Saturday, July 5, 2008

Energy-frugal Japan


According to The New York Times, Japan is a role model of modern energy efficiency, harnessing its waste heat and gases - that had previously been released into the air or had burned off as waste - to generate much of its own electricity to power generators.

Superior technology and a national spirit of avoiding waste give Japan the world’s most energy-efficient structure. Japan even urged the leaders of the G8 nations to adopt numerical targets as they discuss new ways to curb carbon dioxide emissions. The existing pacts, the original climate treaty from 1992 and the Kyoto Protocol, which expires in 2012, have been called failures by energy and climate experts.

Japan is by many measures the world’s most energy-frugal developed nation.
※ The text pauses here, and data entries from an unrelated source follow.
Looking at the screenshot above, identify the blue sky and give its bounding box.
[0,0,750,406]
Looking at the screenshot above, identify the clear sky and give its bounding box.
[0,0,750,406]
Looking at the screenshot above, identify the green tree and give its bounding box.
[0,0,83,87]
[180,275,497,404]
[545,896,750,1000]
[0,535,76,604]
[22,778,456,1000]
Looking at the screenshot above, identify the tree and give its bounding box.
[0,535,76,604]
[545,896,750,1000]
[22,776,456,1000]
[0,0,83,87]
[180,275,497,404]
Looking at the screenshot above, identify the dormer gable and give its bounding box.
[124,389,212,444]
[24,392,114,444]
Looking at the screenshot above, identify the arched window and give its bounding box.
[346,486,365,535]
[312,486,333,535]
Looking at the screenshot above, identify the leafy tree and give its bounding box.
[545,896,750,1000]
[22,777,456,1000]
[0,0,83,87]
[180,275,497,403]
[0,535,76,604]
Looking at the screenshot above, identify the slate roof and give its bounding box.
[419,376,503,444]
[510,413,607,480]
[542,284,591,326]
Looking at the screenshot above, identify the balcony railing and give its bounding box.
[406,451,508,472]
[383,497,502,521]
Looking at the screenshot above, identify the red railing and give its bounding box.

After the energy crises of the 1970s, the country forced itself to conserve with government-mandated energy-efficiency targets and steep taxes on petroleum. Energy experts also credit a national consensus on the need to consume less.

According to the International Energy Agency, based in Paris, Japan consumed half as much energy per dollar worth of economic activity as the European Union did, or as the United States did, and one-eighth as much as China and India did in 2005. While the country is known for green products, like hybrid cars, most of its efficiency gains have been in less eye-catching areas, for example, in manufacturing.

Corporate Japan has managed to keep its overall annual energy consumption unchanged even as the economy doubled in size during the country’s boom years of the 1970s and ’80s.

Japan looks certain to fare better than other countries in the new era of high energy costs.